La Ducati secondo Hayden
Il dream team Ducati
Il team ufficiale Ducati in MotoGP si è presentato alla prima di campionato in Qatar con uno squadrone d'assalto senza precedenti. Forte, da una parte, di una moto profondamente rivista nella parte ciclistica, capace oggi di adattarsi a stili di guida meno irruenti (a Borgo hanno compreso che di Stoner ce n'è uno solo); dall'altra, solo la casa di Borgo Panigale può vantare due campioni del mondo della MotoGP inseriti all'interno dello stesso team. Nicky Hayden ha scritto il suo nome nell'albo d'oro del 2006, mentre l'anno successivo ha sancito il trionfo di Casey Stoner, in grado di chiudere la pratica del mondiale con quattro gare di anticipo.
Soddisfatti a metà
Un simile schieramento non può che puntare alla vittoria, puntualmente arrivata in Qatar grazie alla corsa strepitosa del pilota australiano, che ha fatto il vuoto alle sue spalle.
Bilancio del tutto soddisfacente quindi?
Se leggiamo il risultato della seconda guida Ducati - che non è certo un novellino della MotoGP - diciamo sicuramente di no.
Il dodicesimo posto sulla linea del traguardo può andar bene a Mika Kallio, alla guida della Ducati GP9 del team Pramac Racing giunta invece ottava, ma non a Kentucky kid e alla sua GP9 ufficiale.
Persino Dani Pedrosa, convalescente per l'intervento chirurgico al ginocchio e in chiara difficoltà, ha saputo fare meglio in Qatar dell'ex compagno di squadra.
L'ottimismo è il sale della vita
Moto inguidabile? Problemi di chattering? Ingegneri che fanno orecchie da mercante?
Nossignori, niente di tutto questo. Nicky Hayden, al di là dei risultati, resta un campione e non cerca facili scuse dietro cui sincerarsi. In gara l'americano ha patito le conseguenze del tremendo botto che lo ha visto protagonista il sabato durante le prove libere.
Un high side a 200 km/h avrebbe rispedito a casa - o in ospedale - tanti piloti. Ma Nicky ha deciso di correre, pur partendo dall'ultima posizione disponibile in griglia (la sedicesima).
Hayden non ha temuto il confronto con gli avversari, è anzi sceso nell'arena e ha raccolto 4 importantissimi punti mondiali.
Il gap finale dal compagno di squadra è stato pesante (Nicky ha preso circa 2 secondi al giro da Casey, chiudendo le 22 tornate di gara a 48 secondi dal vincitore). Ma ha avuto l'eleganza di non addossare colpe alla Ducati. Il feeling con la moto è cresciuto giro dopo giro, tanto che Hayden ha fatto segnare il suo miglior crono a pochi chilometri dall'arrivo.
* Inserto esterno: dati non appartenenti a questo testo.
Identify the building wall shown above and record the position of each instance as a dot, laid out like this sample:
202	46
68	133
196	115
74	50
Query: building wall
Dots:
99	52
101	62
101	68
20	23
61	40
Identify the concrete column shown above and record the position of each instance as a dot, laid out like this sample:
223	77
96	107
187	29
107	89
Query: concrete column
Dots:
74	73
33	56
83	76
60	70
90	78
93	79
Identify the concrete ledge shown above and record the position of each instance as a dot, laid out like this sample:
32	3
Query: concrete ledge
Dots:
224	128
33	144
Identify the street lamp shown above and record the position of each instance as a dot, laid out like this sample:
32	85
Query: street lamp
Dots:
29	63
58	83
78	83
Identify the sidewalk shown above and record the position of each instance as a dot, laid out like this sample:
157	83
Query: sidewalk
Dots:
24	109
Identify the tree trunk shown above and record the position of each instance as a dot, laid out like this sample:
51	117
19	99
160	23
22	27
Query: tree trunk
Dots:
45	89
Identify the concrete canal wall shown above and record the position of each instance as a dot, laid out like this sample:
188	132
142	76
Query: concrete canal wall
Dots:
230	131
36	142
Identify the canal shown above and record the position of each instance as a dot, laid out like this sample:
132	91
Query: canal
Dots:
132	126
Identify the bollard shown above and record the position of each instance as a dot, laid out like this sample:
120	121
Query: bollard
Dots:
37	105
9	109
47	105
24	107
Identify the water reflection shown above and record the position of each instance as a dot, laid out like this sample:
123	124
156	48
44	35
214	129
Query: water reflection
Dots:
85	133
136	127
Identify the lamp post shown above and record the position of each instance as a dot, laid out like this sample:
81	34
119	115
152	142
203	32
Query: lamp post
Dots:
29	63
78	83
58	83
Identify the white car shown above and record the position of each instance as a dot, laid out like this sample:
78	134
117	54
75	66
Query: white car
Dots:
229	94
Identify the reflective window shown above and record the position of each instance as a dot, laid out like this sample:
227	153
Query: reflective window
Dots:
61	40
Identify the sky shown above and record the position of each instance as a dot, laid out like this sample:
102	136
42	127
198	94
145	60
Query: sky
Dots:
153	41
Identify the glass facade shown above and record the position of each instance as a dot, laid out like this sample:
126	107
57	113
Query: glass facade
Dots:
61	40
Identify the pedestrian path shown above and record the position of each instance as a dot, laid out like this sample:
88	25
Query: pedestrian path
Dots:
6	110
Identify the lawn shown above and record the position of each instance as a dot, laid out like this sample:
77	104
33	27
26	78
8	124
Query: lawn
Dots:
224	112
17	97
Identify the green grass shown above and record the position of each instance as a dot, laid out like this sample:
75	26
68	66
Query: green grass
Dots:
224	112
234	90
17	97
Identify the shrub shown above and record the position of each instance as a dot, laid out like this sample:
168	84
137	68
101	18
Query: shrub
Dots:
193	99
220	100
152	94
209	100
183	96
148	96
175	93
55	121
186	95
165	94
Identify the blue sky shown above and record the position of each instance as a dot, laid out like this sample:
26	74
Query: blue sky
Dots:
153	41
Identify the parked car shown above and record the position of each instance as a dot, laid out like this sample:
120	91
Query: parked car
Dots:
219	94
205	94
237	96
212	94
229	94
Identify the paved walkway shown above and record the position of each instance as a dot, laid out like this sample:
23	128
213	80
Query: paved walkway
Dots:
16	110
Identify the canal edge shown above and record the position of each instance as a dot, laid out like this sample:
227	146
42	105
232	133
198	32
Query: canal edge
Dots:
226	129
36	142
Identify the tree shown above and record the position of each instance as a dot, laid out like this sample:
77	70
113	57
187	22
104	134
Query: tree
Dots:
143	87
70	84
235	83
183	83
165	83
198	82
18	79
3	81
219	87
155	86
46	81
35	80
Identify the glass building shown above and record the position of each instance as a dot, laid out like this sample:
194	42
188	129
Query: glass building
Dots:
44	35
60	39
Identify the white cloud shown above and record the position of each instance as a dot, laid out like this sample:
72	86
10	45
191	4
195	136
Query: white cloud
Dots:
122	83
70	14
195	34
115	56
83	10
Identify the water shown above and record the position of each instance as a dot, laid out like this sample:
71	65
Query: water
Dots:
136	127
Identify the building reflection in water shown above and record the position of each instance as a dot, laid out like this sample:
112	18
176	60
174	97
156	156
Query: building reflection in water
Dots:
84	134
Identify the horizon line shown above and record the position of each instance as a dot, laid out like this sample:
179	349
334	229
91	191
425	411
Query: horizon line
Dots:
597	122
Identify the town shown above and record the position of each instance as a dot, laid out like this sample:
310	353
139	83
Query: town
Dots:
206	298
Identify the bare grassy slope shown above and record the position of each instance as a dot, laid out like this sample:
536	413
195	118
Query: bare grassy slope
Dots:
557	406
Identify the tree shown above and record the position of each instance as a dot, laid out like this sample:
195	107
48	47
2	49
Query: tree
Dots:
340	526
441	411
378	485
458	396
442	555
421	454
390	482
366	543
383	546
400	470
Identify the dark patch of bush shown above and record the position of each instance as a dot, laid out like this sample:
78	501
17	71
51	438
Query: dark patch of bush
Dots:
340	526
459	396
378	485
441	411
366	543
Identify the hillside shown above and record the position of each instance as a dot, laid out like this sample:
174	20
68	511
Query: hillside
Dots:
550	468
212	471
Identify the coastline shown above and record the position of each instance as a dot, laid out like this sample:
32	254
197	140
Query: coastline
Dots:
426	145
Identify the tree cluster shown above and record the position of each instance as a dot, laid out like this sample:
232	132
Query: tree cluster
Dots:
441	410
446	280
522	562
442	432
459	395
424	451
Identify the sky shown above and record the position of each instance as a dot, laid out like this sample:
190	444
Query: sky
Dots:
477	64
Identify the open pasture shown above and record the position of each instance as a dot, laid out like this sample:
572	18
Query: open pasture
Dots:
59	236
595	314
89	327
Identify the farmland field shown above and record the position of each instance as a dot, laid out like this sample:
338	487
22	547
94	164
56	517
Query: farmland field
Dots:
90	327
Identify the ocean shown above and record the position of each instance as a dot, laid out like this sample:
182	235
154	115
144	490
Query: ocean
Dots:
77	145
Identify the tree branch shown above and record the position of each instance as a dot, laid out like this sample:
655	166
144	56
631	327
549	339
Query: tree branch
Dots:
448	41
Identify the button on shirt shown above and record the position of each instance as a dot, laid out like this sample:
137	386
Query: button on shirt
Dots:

Da un lato la squadra italiana non ha nessuna intenzione di accontentarsi del risultato del solo Stoner; dall'altro Hayden crede nel potenziale enorme della sua GP9. E ambisce, come Casey, al podio della MotoGP.
Nicky Hayden: " E' stato un fine settimana molto impegnativo perché ci è capitato un po' di tutto. Sicuramente un high side a circa 200 chilometri orari non ha aiutato e nulla è andato in maniera davvero liscia. All'inizio della gara ero molto lento. Non sono partito bene, ma giro dopo giro il mio feeling è migliorato. Sono riuscito ad aumentare progressivamente il ritmo e gli ultimi giri sono stati i più veloci durante tutto il weekend. Sarebbe stato bello passare Pedrosa, ma credo che la squadra abbia dimostrato che non siamo tipi da arrenderci. Casey ha dimostrato il grande potenziale della moto e, per quanto strano possa suonare, vado a Motegi con la voglia di fare davvero bene".